Tenho dedicado boa parte do
tempo a desencaixotar livros e organizá-los na estante. No meio
desse processo, fui tomado de
uma espécie de fúria inquisitorial. Comecei a me desfazer de coleções inteiras. Para o lixo! Para o
sebo! Para o fogo! Coisas que nunca li nem vou ler.
Trata-se de uma alegre capitulação. Novos tempos: eu, que nunca me desfiz dos discos de vinil,
encaminhei a bom destino volumes e mais volumes de sociologia
e de marxismo. Até que fui justo:
certas obras de Fernando Henrique Cardoso foram descartadas
junto com Lênin, Kautsky e Trótski; velhas tartarugas liberais
acompanharam Eduardo Galeano e os estudos sobre o socialismo
soviético.
Isso ia acontecer mais dia menos dia. Resisti o quanto pude ao
e-mail; agora já tenho um e, antes
que o galo cante três vezes, haverei de ter um celular.
Nunca fui muito radical no
meu esquerdismo e, se tinha em
casa Lênin falando do futuro do
Estado, era mais porque o debate
político assim o exigia que por
adesão ao duro líder bolchevique.
Preservei o essencial, entretanto: "História e Consciência de
Classe", de Lukács; os "Pressupostos do Socialismo", do adorável
traidor da classe operária Eduard
Bernstein; e quase todo o Marx.
Deste, joguei fora o famoso "Teorias da Mais-Valia" -que, junto
com os "Grundrisse", costumava
ser a arma preferida dos marxólogos, quando escarafunchavam
a entrelinha da entrelinha daquilo que não foi escrito no "Capital".
Fazendo esse registro, não quero dizer que "mudei", que já não
penso o que pensava antes etc. O
alívio de não conviver mais com
tantos fantasmas tem a ver com
outra coisa; é um alívio e não é.
Significa alterar as expectativas, não com relação ao futuro da
sociedade e coisas do gênero, mas
com relação ao meu futuro pessoal como leitor. Mantive os livros
na esperança de que iria lê-los. A
convicção não era política, era
temporal.
Comprar livros, guardá-los,
funciona como uma espécie de reserva cronológica, de longevidade
imaginária. Se uma coleção de
história do marxismo se estende
por 20 volumes, possuí-la é estar
garantido no tempo, é dominar
um latifúndio de anos e de curiosidade improdutiva.

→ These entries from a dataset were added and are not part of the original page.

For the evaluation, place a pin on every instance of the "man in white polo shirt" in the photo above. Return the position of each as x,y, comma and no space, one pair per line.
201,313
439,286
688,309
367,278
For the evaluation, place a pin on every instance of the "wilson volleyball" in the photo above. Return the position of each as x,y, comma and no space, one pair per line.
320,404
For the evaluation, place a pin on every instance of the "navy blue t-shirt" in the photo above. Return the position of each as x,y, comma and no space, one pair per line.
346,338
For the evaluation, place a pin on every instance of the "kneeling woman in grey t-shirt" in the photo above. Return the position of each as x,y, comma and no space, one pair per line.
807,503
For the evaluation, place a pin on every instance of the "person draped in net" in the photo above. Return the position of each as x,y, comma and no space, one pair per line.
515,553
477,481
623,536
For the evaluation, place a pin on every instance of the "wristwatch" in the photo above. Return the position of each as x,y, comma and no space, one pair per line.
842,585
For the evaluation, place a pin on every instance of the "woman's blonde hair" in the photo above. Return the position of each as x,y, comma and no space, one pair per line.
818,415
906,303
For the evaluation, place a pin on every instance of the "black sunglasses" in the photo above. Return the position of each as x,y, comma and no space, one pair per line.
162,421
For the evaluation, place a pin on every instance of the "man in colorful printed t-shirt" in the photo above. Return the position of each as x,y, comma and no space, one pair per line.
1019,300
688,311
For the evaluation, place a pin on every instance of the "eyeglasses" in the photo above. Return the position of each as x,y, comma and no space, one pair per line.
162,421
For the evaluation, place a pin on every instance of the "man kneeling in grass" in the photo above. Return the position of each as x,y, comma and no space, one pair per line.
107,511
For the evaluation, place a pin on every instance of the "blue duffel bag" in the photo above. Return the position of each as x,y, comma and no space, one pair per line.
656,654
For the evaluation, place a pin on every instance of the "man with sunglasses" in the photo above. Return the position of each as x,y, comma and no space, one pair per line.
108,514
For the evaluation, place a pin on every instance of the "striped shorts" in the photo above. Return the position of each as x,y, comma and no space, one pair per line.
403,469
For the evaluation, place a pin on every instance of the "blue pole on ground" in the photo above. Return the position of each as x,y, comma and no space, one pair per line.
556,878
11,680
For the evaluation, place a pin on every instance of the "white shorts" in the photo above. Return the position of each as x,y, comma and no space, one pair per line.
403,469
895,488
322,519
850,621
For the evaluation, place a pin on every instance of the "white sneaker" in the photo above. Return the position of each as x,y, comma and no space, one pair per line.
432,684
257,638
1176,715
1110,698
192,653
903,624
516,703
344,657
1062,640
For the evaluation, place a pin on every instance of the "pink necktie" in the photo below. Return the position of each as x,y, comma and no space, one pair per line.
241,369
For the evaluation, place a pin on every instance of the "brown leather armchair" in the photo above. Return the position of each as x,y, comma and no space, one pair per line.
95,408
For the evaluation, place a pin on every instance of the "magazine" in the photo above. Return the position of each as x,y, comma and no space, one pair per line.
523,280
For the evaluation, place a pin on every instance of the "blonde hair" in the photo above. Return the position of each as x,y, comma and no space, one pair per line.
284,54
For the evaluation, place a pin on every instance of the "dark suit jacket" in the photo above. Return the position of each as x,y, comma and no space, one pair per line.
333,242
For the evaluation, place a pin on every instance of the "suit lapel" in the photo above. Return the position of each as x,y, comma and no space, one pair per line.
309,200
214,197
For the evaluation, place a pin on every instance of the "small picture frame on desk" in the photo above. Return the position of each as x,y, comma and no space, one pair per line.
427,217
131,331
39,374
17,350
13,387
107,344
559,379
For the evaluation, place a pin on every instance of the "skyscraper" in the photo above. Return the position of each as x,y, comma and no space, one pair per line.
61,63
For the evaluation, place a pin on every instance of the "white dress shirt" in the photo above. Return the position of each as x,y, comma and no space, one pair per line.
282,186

Falei que era um alívio abrir
mão desses livros. Decerto, não
preciso mais me enfronhar tanto
em tanta coisa. Mas também dói
abandonar a idéia onipotente de
ler tudo aquilo um dia. "Mais Valem Poucos e Bons" -esse o título
de um livro de Lênin que foi para
o espaço. Digamos que a frase vale para anos e livros; melhor dizer
só para livros, que para anos fica
meio agourento.
Amadurecer, escolher, restringir, desistir, cansar, perder a paciência, desinteressar-se, nada
disso, enfim, é muito amargo; talvez fosse, se eu ainda pertencesse
às fileiras do pensamento revolucionário.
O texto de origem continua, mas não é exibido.